Some of you have asked why I’ve turned the comments section off on the main part of the website. The reason is that I want these posts to stand alone and not be open to discourse. I feel that once any post becomes fodder for banter between people that the original posts loses some of its heart. That’s not to say, however, that I’m opposed to feedback and I thank those of you who take the time to tell me what you think.
If I’m looking for direct feedback, then I’ll typically send a few of you something I’ve written. If one of these little gems or lumps of coal find their way into your mailbox, then I’m pretty much demanding that you share your thoughts. I didn’t dip my feet into fiction writing to be ostracized by my friends; I want you to actually respond. If all you have to say is “I read your piece today. Good luck with your future in sanitation,” then at least I know you’ve received it.
Writing fiction for me makes me quite queasy. With every sentence I put down I worry that I’m being trite or clichéd. I worry that the words are too sparse and the reader won’t get a “feel” for what I’m saying. When I finally wrap it up, usually all five undeveloped paragraphs of it, and send it out I head straight to the restroom to get sick. The minutes tick into hours and I wait for the responses. Jonathan is always the first to say something positive; he’s the one who encourages me (blame him) and the most likely to make suggestions. Jonathan excels at fiction writing, so I always value his comments. Kendra usually follows up with something equally positive, but Kendra knows she’d support me if I wrote, “Johnny got an apple. Johnny put the apple in his pocket. Johnny enjoyed a snack later.” (Another fine story; I’m keeping this post for future writing inspiration.) Basically, I’m saying that my good friends always support my efforts and I support theirs. Still, there’s a small percentage (let’s just call it ONE person) that receive the stories and say nothing.
The lack of response leaves me wondering – was it really THAT bad? I mean, it was flawed and underdeveloped sure, but bad enough that I’ve rendered someone speechless? Bad enough they can’t come up with a “non” comment like “I got your story and it looks like you made use of many sentences. The punctuation was well done and helped me break down the thoughts. It didn’t read like a run-on sentence.”
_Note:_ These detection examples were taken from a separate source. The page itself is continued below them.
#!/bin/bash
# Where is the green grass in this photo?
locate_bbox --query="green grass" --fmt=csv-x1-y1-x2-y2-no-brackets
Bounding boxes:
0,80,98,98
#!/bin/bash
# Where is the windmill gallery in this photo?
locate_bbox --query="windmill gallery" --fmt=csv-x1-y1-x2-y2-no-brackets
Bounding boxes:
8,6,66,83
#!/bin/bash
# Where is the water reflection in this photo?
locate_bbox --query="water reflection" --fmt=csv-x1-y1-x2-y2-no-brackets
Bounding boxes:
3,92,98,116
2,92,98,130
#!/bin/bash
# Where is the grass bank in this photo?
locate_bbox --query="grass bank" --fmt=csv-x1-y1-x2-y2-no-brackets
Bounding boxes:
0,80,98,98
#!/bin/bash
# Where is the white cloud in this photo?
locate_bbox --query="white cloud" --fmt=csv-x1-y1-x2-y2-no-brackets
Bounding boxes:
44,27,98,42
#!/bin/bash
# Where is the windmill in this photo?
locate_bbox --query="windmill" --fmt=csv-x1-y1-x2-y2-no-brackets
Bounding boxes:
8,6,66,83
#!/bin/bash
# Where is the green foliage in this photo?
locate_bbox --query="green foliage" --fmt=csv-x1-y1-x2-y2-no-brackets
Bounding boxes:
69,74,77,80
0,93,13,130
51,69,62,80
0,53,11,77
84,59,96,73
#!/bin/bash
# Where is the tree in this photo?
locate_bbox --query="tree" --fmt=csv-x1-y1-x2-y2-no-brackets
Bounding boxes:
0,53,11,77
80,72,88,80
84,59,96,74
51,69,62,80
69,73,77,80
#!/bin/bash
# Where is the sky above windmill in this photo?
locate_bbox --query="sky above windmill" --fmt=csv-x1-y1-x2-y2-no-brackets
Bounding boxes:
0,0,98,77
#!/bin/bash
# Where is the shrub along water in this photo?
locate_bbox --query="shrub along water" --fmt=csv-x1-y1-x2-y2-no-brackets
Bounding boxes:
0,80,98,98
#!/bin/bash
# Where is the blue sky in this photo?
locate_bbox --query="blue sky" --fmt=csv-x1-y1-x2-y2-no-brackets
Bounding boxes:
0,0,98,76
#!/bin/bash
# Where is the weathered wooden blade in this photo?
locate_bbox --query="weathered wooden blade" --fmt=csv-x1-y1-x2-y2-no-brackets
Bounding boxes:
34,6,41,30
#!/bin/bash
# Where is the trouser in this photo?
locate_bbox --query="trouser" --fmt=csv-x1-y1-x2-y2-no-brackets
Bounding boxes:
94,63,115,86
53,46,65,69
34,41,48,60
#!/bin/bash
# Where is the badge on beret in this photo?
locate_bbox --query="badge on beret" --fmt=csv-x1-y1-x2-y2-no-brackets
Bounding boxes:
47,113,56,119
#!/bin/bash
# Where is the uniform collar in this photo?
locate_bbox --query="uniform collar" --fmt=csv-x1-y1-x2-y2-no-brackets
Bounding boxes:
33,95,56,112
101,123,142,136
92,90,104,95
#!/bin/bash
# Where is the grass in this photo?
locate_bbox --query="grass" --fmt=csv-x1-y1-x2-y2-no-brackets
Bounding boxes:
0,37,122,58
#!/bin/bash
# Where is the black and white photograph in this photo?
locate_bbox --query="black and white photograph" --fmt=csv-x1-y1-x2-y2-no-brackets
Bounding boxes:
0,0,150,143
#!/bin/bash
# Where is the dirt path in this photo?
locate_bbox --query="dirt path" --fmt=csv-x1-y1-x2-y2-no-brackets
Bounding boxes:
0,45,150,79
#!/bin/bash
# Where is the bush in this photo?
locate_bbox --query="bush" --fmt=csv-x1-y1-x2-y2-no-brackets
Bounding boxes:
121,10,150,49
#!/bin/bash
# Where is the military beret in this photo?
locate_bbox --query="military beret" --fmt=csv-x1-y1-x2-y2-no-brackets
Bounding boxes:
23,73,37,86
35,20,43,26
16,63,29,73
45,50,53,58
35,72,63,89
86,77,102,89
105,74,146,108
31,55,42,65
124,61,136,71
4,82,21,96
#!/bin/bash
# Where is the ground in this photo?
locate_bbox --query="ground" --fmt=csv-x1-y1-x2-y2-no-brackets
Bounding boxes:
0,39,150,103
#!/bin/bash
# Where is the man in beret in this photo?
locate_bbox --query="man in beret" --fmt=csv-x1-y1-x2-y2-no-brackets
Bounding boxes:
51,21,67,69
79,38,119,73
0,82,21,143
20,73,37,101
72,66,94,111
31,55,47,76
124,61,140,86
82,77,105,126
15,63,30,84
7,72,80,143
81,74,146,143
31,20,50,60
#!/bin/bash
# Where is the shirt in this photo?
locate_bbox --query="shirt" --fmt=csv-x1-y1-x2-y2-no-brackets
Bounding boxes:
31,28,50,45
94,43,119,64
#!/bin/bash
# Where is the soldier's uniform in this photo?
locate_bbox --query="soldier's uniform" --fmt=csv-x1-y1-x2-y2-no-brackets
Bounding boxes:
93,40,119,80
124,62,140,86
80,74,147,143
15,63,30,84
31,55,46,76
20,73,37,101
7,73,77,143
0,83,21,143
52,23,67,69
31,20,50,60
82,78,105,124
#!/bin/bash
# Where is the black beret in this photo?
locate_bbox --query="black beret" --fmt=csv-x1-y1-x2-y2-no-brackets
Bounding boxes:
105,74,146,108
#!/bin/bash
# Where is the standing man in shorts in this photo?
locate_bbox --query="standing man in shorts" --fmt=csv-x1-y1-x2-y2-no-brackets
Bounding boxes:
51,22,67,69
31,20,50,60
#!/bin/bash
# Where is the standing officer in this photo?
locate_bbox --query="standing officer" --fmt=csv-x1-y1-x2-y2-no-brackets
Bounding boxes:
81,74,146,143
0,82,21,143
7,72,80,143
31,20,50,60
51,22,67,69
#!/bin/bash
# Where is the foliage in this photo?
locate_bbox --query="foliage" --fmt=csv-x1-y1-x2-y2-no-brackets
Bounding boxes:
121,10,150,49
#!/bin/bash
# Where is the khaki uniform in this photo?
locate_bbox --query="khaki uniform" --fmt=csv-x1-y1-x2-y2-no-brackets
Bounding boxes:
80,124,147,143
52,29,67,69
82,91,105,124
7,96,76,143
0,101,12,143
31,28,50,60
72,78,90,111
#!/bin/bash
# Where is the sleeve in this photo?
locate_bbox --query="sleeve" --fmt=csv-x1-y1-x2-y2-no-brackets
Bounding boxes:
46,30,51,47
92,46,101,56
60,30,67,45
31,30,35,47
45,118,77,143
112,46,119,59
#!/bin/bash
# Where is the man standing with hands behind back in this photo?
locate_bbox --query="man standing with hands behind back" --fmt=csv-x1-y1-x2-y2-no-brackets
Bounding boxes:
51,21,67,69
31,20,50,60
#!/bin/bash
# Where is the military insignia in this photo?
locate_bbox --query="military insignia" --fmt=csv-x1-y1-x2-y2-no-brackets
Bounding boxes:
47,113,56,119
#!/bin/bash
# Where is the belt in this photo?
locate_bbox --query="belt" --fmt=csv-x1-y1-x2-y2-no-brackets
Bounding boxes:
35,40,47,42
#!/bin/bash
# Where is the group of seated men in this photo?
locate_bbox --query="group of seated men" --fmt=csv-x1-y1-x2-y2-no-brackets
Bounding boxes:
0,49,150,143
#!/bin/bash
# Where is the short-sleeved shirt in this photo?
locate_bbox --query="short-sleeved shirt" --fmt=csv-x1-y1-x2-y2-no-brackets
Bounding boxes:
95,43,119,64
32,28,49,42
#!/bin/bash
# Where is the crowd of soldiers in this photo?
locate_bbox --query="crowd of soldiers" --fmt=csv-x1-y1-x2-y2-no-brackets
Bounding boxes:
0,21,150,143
I see writing and review as a give and take relationship between your friends. If you write something and have the courage to send it out, I will review it and let you know what I think. I probably won’t be as harsh as I would be on certain authors who go by the name Dan Brown, but you’ll know I’ve at least read it. In turn, I expect you to read what I write since I’ve prostrated myself before you and I expect that you let me know you’ve read it. In turn, if you’ve had me read something YOU wrote and I’ve acknowledged it, but don’t return the favor, then the gloves are off. May the muses protect you because I’ve got a “blog”.